Même quand il advient que la tombe sépare
                Ce que nature a joint,
Celui qui ne s’émeut a l’âme d’un barbare,
                Ou n’en a du tout point.

Mais d’être inconsolable, et dedans sa mémoire
                Enfermer un ennui,
N’est ce pas se haïr pour acquérir la gloire
                De bien aimer autrui ?

Priam qui vit ses fils abattus par Achille,
                Dénué de support,
Et hors de tout espoir du salut de sa ville,
                Reçut du réconfort.

François, quand la Castille, inégale à ses armes,
                Lui vola son dauphin,
Sembla d’un si grand coup devoir jeter des larmes,
                Qui n’eussent point de fin.
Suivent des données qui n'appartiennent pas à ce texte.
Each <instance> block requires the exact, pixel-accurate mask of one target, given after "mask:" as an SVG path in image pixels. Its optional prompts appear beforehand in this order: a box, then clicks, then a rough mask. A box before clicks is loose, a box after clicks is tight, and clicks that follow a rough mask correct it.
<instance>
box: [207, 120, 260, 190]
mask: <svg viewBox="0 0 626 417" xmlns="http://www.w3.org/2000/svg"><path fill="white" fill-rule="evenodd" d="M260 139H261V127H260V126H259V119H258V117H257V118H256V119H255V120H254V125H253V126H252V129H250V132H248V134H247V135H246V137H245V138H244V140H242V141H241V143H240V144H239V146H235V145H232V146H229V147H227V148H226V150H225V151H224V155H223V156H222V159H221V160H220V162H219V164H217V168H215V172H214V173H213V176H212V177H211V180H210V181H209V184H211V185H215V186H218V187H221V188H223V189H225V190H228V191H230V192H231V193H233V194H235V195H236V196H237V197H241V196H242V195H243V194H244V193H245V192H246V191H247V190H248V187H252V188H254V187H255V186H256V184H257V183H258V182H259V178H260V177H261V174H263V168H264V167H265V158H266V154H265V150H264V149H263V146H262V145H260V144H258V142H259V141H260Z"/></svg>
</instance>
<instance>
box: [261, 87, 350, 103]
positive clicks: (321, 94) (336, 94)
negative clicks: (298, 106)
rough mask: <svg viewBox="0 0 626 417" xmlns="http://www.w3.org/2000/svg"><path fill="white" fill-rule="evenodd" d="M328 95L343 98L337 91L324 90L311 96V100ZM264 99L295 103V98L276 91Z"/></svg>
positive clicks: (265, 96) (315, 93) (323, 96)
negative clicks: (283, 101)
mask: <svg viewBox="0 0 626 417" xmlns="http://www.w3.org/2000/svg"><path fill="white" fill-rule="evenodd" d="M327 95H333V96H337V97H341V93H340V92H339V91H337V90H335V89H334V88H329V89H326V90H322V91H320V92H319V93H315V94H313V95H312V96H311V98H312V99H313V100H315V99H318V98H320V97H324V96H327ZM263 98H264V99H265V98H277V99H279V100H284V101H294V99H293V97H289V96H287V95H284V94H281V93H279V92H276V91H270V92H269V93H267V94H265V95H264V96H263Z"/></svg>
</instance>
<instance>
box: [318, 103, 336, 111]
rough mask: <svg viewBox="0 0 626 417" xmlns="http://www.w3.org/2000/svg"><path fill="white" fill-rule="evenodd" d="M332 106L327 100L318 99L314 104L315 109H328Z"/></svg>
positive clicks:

Il les sécha pourtant, et comme un autre Alcide,
                Contre fortune instruit,
Fit qu’à ses ennemis d’un acte si perfide
                La honte fut le fruit.

 

Leur camp, qui la Durance avoit presque tarie
                De bataillons épais,
Entendant sa constance, eut peur de sa furie,
                Et demanda la paix.

De moi, déjà deux fois d’une pareille foudre
                Je me suis vu perclus ;
Et deux fois la raison m’a si bien fait résoudre,
                Qu’il ne m’en souvient plus.

Non qu’il ne me soit grief que la tombe possède
                Ce qui me fut si cher ;
Mais en un accident qui n’a point de remède
                Il n’en faut point chercher.

La Mort a des rigueurs à nulle autre pareilles :
                On a beau la prier,
La cruelle qu’elle est se bouche les oreilles
                Et nous laisse crier.

Le pauvre en sa cabane, où le chaume le couvre
                Est sujet à ses lois,
Et la garde qui veille aux barrières du Louvre
                N’en défend point nos rois.

De murmurer contre elle, et perdre patience,
                Il est mal à propos ;
Vouloir ce que Dieu veut, est la seule science
                Qui nous met en repos.